Rare Event Analysis of Large Language Models

Conference: ICML2026
arXiv: 2602.06791
Code: Yes (minimal implementation provided in paper appendix)
Area: LLM Analysis / Rare Event Sampling / Statistical Physics Methods
Keywords: Rare event analysis, importance sampling, MBAR, Transition Path Sampling, LLM safety

TL;DR

This paper transfers mature Rare Event Analysis (REA) methods from statistical physics to LLMs. Using a toolkit of "exponential tilting + Transition Path Sampling + MBAR," the authors estimate rare completion probabilities on TinyStories that are several orders of magnitude smaller than those achievable by direct sampling, using affordable compute. Through EDA, they identify cheap runtime proxies (consecutive token repeats) to pre-screen high-ARI anomalous outputs.

Background & Motivation

Background: LLMs are probabilistic models. As deployment scale increases, "events nearly unseen during training or testing" occur with non-negligible frequency online, such as harmful outputs suppressed to the distribution tails after alignment. Quantitative analysis of such "tail behaviors" is in its infancy: prior work either focuses on single-token probabilities (Wu & Hilton 2025) or extrapolates from a few test prompts to the deployment distribution (Jones et al. 2025).
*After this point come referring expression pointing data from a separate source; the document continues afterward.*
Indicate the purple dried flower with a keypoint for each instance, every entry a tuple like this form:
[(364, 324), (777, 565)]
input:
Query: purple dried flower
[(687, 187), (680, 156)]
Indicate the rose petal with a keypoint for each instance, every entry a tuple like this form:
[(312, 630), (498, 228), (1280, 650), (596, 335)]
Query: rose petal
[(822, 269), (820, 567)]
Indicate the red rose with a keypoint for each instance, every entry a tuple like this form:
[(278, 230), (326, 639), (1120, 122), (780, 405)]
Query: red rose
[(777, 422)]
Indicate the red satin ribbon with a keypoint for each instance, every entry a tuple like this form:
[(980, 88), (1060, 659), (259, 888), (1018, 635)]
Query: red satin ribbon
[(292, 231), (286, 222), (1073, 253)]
Limitations of Prior Work: The default "direct sampling" method (i.e., temperature=1 autoregressive sampling) is extremely inefficient at the tails—observing a \(10^{-9}\) event requires generating approximately \(10^9\) completions on average. While feasible for small models, the cost for production-grade LLMs is staggering. Furthermore, many histogram bins remain at zero, precluding even basic point estimation.
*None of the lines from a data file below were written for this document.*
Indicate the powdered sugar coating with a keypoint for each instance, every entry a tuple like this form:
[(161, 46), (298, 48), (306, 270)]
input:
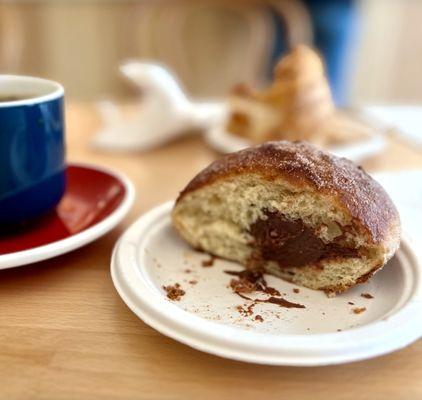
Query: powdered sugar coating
[(303, 164)]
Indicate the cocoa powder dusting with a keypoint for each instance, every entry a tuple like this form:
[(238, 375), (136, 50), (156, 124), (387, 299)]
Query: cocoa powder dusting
[(174, 292), (208, 263), (250, 281), (246, 311), (281, 302)]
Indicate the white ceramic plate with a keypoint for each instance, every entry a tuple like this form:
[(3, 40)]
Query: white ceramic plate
[(150, 255), (224, 142), (95, 201)]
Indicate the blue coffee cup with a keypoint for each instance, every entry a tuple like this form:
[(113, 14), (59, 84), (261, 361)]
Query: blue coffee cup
[(32, 151)]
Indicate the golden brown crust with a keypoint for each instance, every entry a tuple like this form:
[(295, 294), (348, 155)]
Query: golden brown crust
[(302, 164)]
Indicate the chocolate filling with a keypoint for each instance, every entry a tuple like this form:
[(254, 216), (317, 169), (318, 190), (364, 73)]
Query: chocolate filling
[(291, 243)]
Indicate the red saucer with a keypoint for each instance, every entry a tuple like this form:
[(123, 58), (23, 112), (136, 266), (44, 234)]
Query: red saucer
[(96, 199)]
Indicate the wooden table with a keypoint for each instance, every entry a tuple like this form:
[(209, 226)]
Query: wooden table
[(65, 333)]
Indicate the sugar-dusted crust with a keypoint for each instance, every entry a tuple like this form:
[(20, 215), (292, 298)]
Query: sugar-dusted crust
[(304, 165)]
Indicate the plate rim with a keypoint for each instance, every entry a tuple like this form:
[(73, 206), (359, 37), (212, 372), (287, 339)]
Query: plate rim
[(398, 330), (59, 247)]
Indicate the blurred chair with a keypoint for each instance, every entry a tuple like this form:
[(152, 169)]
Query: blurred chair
[(212, 45), (11, 48)]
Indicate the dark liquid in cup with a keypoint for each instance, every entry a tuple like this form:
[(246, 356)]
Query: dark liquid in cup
[(4, 98)]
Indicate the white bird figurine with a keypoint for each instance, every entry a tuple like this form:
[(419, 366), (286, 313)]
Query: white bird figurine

Key Challenge: Rare events are "unsamplable" by definition, yet they are the most critical components for safety, compliance, and OOD behavior analysis. Systematically characterizing the tails of LLM output distributions without exhaustive compute requires specialized rare event sampling methods.

Goal: To build a deployable end-to-end framework for Rare Event Analysis (REA) in LLMs, divided into three stages: (1) Setup: Formalizing the LLM as a stochastic process and rare events as extreme values of observables; (2) Estimation: Estimating rare event probabilities; (3) Exploration: Analyzing the structure and properties of rare completions.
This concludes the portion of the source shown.